I close my eyes and draw a breath. “I’m going to pretend I didn’t hear that.”

“Then you can’t help me with anything. Knock on my door when it’s time to leave. Until then, I’m holding a candlelight vigil for my lost future.”

She shuts the door in my face.

At four o’clock, we head to the church. In the limo, everyone is tense and silent. Even Mamma looks unhappy. When Lili sees the huge crowd milling around on the steps outside the church, she turns white.

I murmur, “Steady, tesoro.”

She doesn’t respond. Nobody else says anything, either.

Surrounded by a barrier of bodyguards, we go inside the church. The coordinator, an elderly woman in a red cardigan who has stooped shoulders and a sweet smile, shows us girls into the bride’s dressing room while Gianni heads off to make sure Quinn has arrived.
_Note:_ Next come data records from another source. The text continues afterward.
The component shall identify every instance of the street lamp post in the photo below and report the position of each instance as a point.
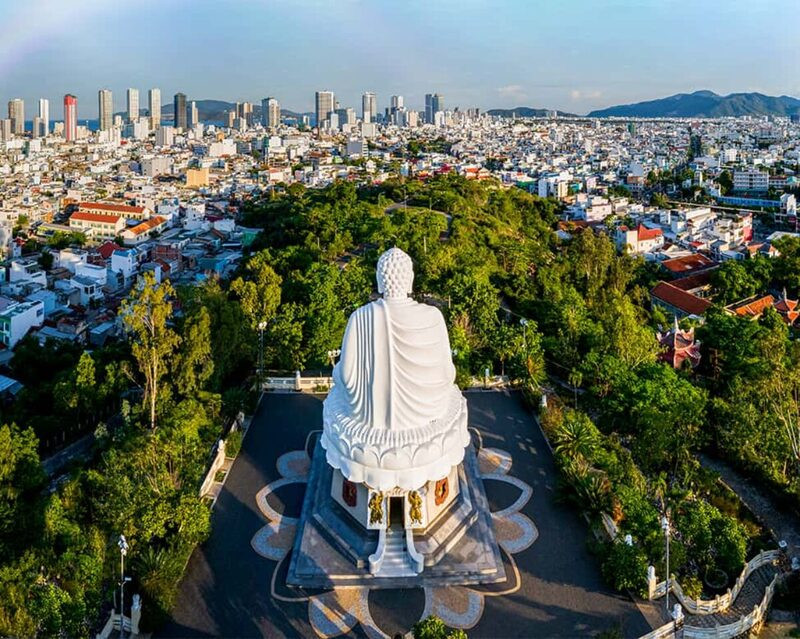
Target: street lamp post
(333, 354)
(665, 527)
(261, 328)
(123, 550)
(524, 323)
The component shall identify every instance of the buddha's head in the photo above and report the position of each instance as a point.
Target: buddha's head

In her wedding dress, Lili drops heavily into an overstuffed chintz chair in the dressing room and stares blankly at the wall. Her bouquet is already here, waiting on the coffee table in a white box with tissue paper. My bouquet is with it, a smaller version of hers.

“I’m sorry your father wouldn’t allow you to have any other bridesmaids besides me,” I say gently, touching an orchid in my bouquet.

“It doesn’t make a difference,” she says, her voice lifeless. “I won’t be seeing my friends again, anyway. I’ll be living here in Boston from now on. And you know they won’t be allowed to come visit me.”

I’m about to protest that Quinn will let her have friends when Gianni bursts into the room in a rush of excitement.

“He’s here! Quinn’s already here and everything’s fine and I think I’m having a heart attack!”

Sounding bored, Mamma says, “You can die after you walk me to my seat. I don’t want to navigate that crowd alone.”

She gives Lili a kiss on the cheek and hobbles out on her cane. An exultant Gianni follows behind, leaving me alone with my grieving niece.

Before I can think of something appropriate to say, she asks me to leave her alone until it’s time for us to walk down the aisle.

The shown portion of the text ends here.